13 thoughts on “Listening/reading log #18 (March 2021)

  1. Thanks for the shout! Yeah, I don’t know what sci-fi writers are doing, but they are in serious need of inspiration. When you’re only writing about what’s right in front of you, that’s a sure sign you’re creatively spent. Source Code is a lot like Looper in that while it doesn’t really conform to the creatively sterile direction science fiction was going at the time, it falls short because the writer failed to think through his implications. I’m always going to recommend the failed optimist over the failed edgelord, but Source Code is a tough sell any way you slice it.

    And cheers to your continued praise of Can; their first four albums are excellent.

    • Certainly! I’m not much of an optimist, but the unending edginess of some of these writers gets to me as well. I can see something like Source Code seeming like a nice change in that trend, but as you said, if it’s a failed attempt at optimism it still fails.

      I’m looking to get into more of the old German rock this month for sure.

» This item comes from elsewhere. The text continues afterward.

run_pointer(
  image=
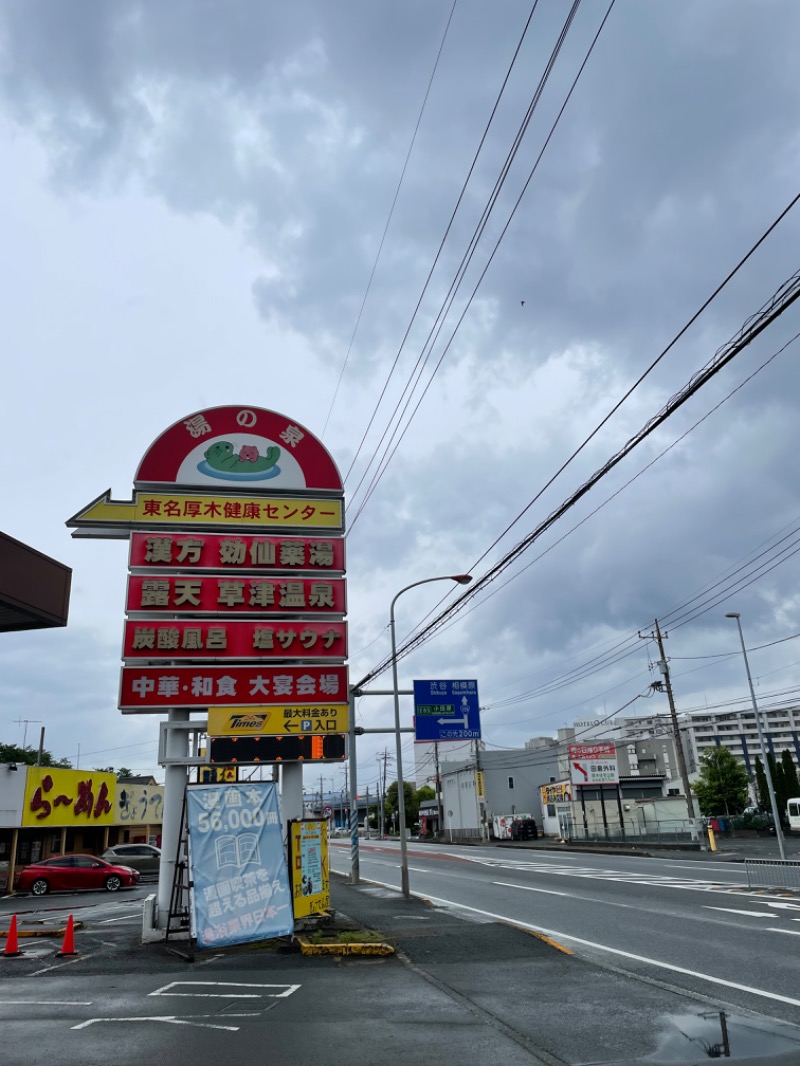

I like how they have a very different approach from the British prog and art-rock guys of the same period, so it feels like you’re getting something unique. You’re absolutely right about Can’s first four albums as well. I haven’t gotten too far into their later work, but I’ve heard it falls off in quality.

      • Yeah, Can may not be the most well-known band out there, but they actually have a legitimate claim as one of the single most influential bands of all time. They were ground zero for krautrock – a genre that had a profound influence on electronic music. It’s an evolution that was even more observable with their peers in Kraftwerk. This means that much like how every alt-rock band owes at least some of its existence to the Velvet Underground, every electronica act owes at least some of its existence to Can (and Kraftwerk).

  2. Great mention for Future Days, it’s one of my favourite albums. Future Days and Moonshake are indeed the highlights! I managed to see Damo Suzuki live twice as well, which was cool.

  3. Well, don’t have much to say here, but as always thanks for the hat tip, and good luck digging yourself out of that mountain of work. Hope more leisure time finds its way to you soon.

    • Thanks, it’s much appreciated. More work is good in some ways, but we all need a break too. In any case, I’ve been finding time for games lately, so maybe I don’t have anything to complain about.

  4. Took some time to get through the whole Blue Reflection OST, but you know what? You’re right. I would have no interest in playing the game based on the elevator pitch you included, but that music is pretty effin’ good.

    Of the prog stuff I favoured the Can stuff over Bitches Brew. The fusion stuff was neat, but it didn’t stick in my mind the same way that other trance like stuff does. Still great stuff for getting through some of my morning work routine.

    Also, thank you for the shout! Always appreciated. 🙂

    • No problem!

      I find Bitches Brew and similar stuff is nice in the background, yeah. I don’t know if the idea is more to create a mood with that kind of music, but the mood is definitely interesting. I have heard a few later fusion albums that irritate or just plain bore the shit out of me, but they also used a lot of cheesy, dated synths, so maybe that’s the reason.

      As for Blue Reflection, I figure “magical girl turn-based JRPG” probably wouldn’t be your thing, no. But I’m happy to hear you like the music! I’ve been using it during work to keep my level. As long as I also have enough coffee, it works.

    • Certainly! And I’ll be sure to put up a post about Promare when I get around to watching it finally. Trigger always does interesting work.